Hi,
If your resistor has colours of Green - Black - Black - Gold - Brown it should be a value of 50 Ohms (5+0+0 x 0.1)with a tolerance of +/- 1% (I cannot see the second colour band that well in your picture to be sure of its colour so not entirely sure of its value therefore the resistor value is somewhere between 50-59 Ohms)
Also judging by your picture it appears to have a 1W (1 Watt) power rating. The scorch marks on the yellow component (which is a capacitor), may have come from the resistor when it overheated.
If you can't get to the underside of the board to unsolder the resistor, cut the faulty resistor as close to the body as possible leaving the soldered "legs" as terminal posts to solder your replacement resistor to.
Be aware that there is always a reason why resistors burn out. Usually it is due to excessive current caused by another faulty component in the same circuit path. It may be that if you replace the resistor that the new one will also burn out as well.
Here is a 5 band resistor colour chart to work out resistor values
(click on image to enlarge for better viewing)
crwdns2934105:0crwdne2934105:0
crwdns2934113:0crwdne2934113:0
crwdns2915270:0crwdne2915270:0
crwdns2889612:0crwdne2889612:0
4
crwdns2944067:08crwdne2944067:0
Can you make out all the markings on it?
crwdns2934271:0crwdnd2934271:0 Barrie crwdne2934271:0
It's green on one end, blue on the other. On the green end is a darker green band followed by some discoloration (blown fuse look) and then a black, gold and the last band is brown on the blue end.
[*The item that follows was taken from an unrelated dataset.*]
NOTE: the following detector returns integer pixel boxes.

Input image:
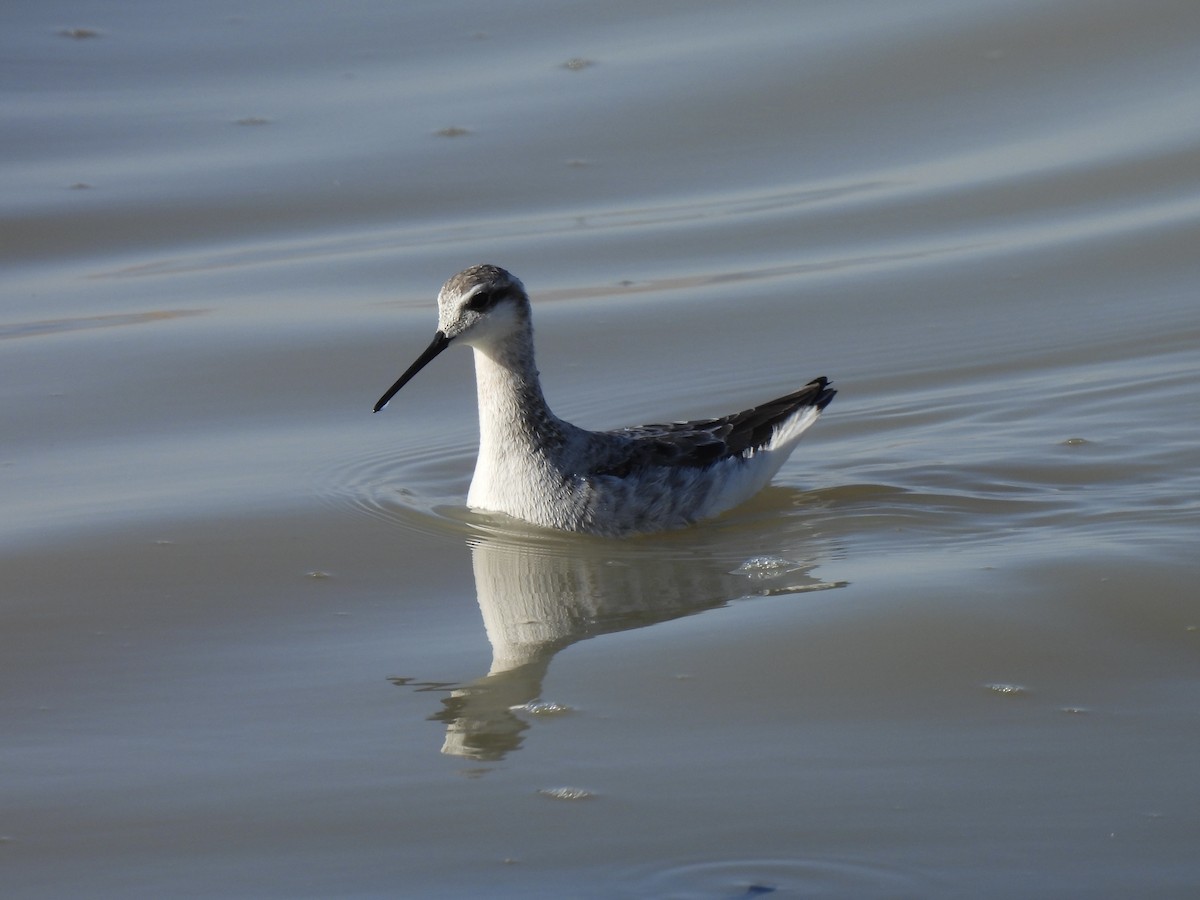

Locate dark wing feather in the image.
[590,378,838,478]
crwdns2934271:0crwdnd2934271:0 Perkins crwdne2934271:0
@timetothrive post some pictures of what you are looking at with your Question. Use this guideAdding images to an existing question for that. That way we can see what you see. right now it sounds more like a resistor than anything else
crwdns2934271:0crwdnd2934271:0 oldturkey03 crwdne2934271:0
This appears to be the only casualty. I'm thinking my best bet is to cut it out on either side and attempt to solder the new one up high rather than low on the board? What do you think?
Also, there may be another problem by the looks of that burned area on the yellow thingamajig?
crwdns2934271:0crwdnd2934271:0 Perkins crwdne2934271:0
Same broken kettle, same blown resistor, same scorch marks on the yellow capacitor. Thank you, I'm going to order the resistors today and see if replacing the resistor brings the kettle back to life.